LONDON: British 30-year government bonds hit a record high on Thursday, after weak German inflation data boosted the attraction of fixed income investment and added to seasonal investment flows into long-dated gilts.
Germany's annual inflation rate fell to 0.5 percent in November, its lowest in nearly five years and a development that suggests the risk of deflation in the euro zone has not yet abated.
Thirty-year gilt yields fell to an all-time low of 2.686 percent at 1333 GMT, down more than 4 basis points on the day.
"Definitely if you look at the spike in prices, that would fit (with the German data), but there is also decent general buying interest out there," said Andy Chaytor, fixed income strategist at Nomura.
Thirty-year gilt yields have tumbled by 50 basis points since mid-September, reflecting concerns about stagnation in the euro zone and Japan and comments from the Bank of England that interest rates are unlikely to rise until late 2015.
November was a popular time for British pension and investment funds to add to their bond portfolios before liquidity started to dry up in December, Chaytor said.
Such funds are under long-term regulatory pressure to move more of their investments into safer assets such as long-dated gilts. Chaytor said he saw little value for general investors in 30-year gilts when they were yielding more than 3 percent, never mind at current yields.
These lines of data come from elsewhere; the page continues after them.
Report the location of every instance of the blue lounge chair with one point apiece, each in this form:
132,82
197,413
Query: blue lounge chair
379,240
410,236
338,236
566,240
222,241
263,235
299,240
Yields on 10- and 20-year gilts fell by more than 4 basis points to their lowest since May 2013 and September 2012 at 1.932 percent and 2.505 percent respectively .
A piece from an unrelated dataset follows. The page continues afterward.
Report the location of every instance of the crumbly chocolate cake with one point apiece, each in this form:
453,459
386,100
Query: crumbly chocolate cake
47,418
The yield premium that two-year gilts offer over German Bunds reached its tightest in six months, narrowing by 3 basis points to 53.9 basis points, while 10-year spreads touched a six-week low of 122.7 basis points.
Next week, finance minister George Osborne offers his half-yearly fiscal update and the UK Debt Management Office publishes revised gilt issuance plans.
Underlying measures of borrowing are above target this year, but many analysts expect less of an increase in the sum the government wants to raise from the gilt market this financial year, as one-off factors lower cash borrowing needs.